Mit vollkommener Skepsis, also in scharfem Gegensatz zu den im vorigen Abschnitt wiedergegebenen Ansichten, betrachtet der bedeutende Berliner Psychologe Dr. Albert Moll die denkenden Pferde. Über eins solcher Pferde, dessen Leistungen lange Zeit hindurch in ganz Berlin Tagesgespräch waren, schreibt er:

„»Das lesende Pferd«, »Das Wunderpferd«, »Der kluge Hans«, »Das rechnende Pferd«, so lauteten die Überschriften von großen Zeitungsartikeln im Jahre 1904. Ein Berliner Pferdeliebhaber, Herr von Osten, glaubte, daß man ein Pferd in ähnlicher Weise wie den Menschen unterrichten könne. Die Leistungen des Pferds waren nach einem damaligen Bericht die folgenden: das Pferd beherrschte die Zahlenreihe von 1 bis 100 mit absoluter Genauigkeit, es konnte bis zu 100 Gegenständen zählen, es löste Rechenaufgaben aller vier Spezies, verstand auch mit Brüchen zu rechnen und Wurzeln zu ziehen, es konnte lesen, kannte das Zifferblatt der Uhr, es unterschied die Farben, auch Akkorde und Melodien, es kannte Spielarten, Münzen und manches andere.

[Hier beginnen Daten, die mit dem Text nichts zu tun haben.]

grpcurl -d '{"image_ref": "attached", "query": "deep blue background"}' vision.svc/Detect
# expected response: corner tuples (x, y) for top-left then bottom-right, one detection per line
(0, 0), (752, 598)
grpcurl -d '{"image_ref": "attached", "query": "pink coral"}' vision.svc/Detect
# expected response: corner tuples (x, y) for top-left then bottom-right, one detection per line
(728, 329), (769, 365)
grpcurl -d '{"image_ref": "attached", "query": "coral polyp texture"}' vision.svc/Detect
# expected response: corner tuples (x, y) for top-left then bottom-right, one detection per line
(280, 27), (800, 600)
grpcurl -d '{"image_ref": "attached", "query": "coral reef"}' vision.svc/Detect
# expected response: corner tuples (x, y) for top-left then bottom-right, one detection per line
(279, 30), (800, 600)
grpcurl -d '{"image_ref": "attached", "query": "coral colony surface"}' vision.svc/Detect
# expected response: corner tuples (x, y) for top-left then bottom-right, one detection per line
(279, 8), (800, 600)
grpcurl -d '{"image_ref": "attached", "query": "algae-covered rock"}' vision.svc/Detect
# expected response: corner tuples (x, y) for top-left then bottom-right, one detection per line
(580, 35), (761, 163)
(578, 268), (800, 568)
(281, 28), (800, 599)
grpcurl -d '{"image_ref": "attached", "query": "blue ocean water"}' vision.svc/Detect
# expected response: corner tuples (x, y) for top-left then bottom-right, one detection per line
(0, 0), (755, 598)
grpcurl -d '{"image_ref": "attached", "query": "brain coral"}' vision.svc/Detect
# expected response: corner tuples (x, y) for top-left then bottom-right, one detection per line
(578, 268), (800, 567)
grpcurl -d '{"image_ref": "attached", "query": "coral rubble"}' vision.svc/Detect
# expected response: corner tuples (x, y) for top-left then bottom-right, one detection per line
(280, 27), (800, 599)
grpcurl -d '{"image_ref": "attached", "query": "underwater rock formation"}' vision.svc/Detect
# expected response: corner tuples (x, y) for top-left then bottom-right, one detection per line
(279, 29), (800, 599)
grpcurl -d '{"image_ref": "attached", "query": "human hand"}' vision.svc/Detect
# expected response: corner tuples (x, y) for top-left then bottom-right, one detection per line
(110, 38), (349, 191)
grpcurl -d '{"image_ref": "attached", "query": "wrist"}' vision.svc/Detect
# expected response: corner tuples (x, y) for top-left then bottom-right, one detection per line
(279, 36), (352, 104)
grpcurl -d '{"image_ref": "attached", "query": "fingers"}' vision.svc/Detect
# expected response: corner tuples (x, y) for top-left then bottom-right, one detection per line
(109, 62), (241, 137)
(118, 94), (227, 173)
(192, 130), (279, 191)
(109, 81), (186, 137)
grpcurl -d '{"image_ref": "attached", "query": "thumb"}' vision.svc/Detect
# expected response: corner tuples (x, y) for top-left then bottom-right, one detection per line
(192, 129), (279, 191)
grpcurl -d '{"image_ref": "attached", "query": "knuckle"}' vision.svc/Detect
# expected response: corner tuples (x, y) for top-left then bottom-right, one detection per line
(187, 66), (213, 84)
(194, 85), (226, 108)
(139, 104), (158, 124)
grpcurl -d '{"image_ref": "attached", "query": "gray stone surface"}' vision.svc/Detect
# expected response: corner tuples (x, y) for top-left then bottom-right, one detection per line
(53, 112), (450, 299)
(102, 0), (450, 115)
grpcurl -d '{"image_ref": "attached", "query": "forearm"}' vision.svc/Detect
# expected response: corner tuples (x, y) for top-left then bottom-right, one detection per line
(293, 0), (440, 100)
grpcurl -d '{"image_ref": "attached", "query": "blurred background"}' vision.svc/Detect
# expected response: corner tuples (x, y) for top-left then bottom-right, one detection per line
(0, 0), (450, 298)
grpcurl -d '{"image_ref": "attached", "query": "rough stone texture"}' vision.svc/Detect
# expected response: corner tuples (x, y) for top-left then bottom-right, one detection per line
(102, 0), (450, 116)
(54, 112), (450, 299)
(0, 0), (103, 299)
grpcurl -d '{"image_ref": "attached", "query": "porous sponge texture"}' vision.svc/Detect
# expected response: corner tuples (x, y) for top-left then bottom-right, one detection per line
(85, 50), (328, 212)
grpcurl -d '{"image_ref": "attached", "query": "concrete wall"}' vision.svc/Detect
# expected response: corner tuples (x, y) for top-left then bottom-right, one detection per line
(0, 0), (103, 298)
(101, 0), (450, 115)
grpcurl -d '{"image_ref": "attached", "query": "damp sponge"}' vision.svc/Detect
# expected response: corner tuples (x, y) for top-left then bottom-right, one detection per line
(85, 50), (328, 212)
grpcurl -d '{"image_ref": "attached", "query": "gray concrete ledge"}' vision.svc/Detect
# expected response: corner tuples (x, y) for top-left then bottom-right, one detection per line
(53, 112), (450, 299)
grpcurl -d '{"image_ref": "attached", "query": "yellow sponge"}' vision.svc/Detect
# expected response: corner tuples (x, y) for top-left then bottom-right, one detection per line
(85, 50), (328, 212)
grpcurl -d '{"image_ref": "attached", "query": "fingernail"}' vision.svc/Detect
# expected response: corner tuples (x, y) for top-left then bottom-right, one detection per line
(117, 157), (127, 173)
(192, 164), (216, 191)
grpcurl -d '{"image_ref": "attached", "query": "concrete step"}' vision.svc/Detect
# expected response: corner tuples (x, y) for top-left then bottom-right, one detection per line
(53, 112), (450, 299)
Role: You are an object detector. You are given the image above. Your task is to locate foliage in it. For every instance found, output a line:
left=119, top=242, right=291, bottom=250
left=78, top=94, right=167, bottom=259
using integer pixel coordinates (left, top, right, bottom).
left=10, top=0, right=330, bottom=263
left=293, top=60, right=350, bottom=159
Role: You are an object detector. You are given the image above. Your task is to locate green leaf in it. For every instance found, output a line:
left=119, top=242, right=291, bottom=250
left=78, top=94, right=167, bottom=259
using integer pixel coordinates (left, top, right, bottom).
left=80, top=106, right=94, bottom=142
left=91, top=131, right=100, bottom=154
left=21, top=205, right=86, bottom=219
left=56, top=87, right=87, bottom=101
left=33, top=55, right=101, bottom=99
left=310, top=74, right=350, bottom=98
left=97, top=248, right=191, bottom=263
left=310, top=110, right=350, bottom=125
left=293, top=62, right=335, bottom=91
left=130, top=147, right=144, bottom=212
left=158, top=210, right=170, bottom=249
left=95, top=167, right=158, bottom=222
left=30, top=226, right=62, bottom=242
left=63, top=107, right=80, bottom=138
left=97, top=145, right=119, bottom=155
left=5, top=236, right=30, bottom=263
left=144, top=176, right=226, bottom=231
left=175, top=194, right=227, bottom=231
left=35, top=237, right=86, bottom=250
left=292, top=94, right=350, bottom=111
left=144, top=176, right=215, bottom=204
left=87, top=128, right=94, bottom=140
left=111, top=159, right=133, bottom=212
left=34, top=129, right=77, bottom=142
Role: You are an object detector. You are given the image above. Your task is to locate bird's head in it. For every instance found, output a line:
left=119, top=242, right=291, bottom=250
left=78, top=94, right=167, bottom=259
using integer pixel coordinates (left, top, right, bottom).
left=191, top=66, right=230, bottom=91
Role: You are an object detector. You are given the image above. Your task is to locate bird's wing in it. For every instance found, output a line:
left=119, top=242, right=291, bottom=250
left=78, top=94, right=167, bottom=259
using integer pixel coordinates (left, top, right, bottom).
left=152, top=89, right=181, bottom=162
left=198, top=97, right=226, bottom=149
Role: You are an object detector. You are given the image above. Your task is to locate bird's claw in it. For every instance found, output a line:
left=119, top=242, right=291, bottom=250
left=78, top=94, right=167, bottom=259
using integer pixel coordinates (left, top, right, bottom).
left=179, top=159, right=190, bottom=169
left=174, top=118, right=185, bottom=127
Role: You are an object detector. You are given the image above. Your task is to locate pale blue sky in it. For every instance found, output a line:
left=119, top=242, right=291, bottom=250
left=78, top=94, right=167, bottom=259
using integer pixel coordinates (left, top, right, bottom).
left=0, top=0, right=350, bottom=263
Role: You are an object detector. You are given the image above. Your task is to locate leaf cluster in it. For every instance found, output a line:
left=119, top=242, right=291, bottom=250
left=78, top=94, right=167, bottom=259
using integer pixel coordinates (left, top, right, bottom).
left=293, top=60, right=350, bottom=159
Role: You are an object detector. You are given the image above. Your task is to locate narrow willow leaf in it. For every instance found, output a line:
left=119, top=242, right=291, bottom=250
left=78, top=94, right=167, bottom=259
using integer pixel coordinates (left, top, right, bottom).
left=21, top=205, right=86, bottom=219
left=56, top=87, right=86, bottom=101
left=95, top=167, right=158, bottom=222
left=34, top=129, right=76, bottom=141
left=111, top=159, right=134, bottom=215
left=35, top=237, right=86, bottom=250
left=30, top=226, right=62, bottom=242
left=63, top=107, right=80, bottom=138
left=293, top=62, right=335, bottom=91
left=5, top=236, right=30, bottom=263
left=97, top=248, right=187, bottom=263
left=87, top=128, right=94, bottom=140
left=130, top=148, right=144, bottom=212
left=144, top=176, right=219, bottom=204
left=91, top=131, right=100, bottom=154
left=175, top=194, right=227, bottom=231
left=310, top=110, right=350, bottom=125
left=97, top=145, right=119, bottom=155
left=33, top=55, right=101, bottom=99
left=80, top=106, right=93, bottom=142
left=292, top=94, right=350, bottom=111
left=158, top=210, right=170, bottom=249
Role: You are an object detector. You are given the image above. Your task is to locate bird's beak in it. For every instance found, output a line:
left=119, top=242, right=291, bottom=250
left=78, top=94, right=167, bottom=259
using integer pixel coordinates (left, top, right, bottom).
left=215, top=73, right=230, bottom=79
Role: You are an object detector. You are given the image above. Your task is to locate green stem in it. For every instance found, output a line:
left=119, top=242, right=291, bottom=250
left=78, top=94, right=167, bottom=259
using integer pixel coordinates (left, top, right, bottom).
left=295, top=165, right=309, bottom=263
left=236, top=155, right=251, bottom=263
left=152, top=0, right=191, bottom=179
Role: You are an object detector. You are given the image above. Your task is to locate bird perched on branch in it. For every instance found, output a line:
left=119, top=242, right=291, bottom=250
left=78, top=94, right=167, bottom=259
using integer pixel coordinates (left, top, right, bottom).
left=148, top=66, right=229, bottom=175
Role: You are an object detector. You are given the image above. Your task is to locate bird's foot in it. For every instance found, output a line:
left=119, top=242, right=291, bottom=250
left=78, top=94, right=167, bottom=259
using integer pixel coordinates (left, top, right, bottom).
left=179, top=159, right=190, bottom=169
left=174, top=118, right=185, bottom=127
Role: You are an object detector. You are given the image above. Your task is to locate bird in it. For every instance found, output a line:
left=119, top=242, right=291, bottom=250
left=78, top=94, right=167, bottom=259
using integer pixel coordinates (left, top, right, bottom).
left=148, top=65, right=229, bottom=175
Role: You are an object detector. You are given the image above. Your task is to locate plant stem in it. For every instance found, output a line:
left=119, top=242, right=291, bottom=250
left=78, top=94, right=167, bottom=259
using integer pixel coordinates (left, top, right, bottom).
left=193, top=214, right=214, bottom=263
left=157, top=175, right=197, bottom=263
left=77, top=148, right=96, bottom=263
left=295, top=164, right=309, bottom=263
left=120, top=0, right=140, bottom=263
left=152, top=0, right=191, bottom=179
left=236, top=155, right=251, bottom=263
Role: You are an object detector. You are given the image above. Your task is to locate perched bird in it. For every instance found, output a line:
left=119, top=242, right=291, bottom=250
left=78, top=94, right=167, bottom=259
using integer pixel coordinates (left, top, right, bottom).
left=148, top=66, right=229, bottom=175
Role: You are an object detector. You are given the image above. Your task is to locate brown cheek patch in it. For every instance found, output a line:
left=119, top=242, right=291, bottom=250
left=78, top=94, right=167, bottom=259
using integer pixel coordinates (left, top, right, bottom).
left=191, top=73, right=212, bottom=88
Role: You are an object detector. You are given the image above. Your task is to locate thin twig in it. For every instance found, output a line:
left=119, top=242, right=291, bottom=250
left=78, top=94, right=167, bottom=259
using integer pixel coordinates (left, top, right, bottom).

Damit der kluge Hans das, was er kannte, verständlich machen konnte, mußte er natürlich gewisse Zeichen geben. Dies geschah durch Klopfen mit dem 78 rechten Fuß. Wenn man also fragte: »Wieviel ist drei mal zwei?«, so klopfte Hans sechsmal mit dem rechten Fuß. Wenn man ihn fragte: »Wieviel ist 600000:30000«, so klopfte er zwanzigmal. Eine Kommission von Sachverständigen hat damals den klugen Hans geprüft, und die Sachverständigen gaben ein Gutachten dahingehend ab, daß der Fall mit Dressur nichts zu tun habe, und daß das Vorhandensein unabsichtlicher Zeichen von der gegenwärtig bekannten Art als ausgeschlossen gelten müsse, ja das Gutachten erklärte sogar, daß die Methode des Herrn von Osten von Dressur wesentlich verschieden und dem Volksschulunterricht nachgebildet sei.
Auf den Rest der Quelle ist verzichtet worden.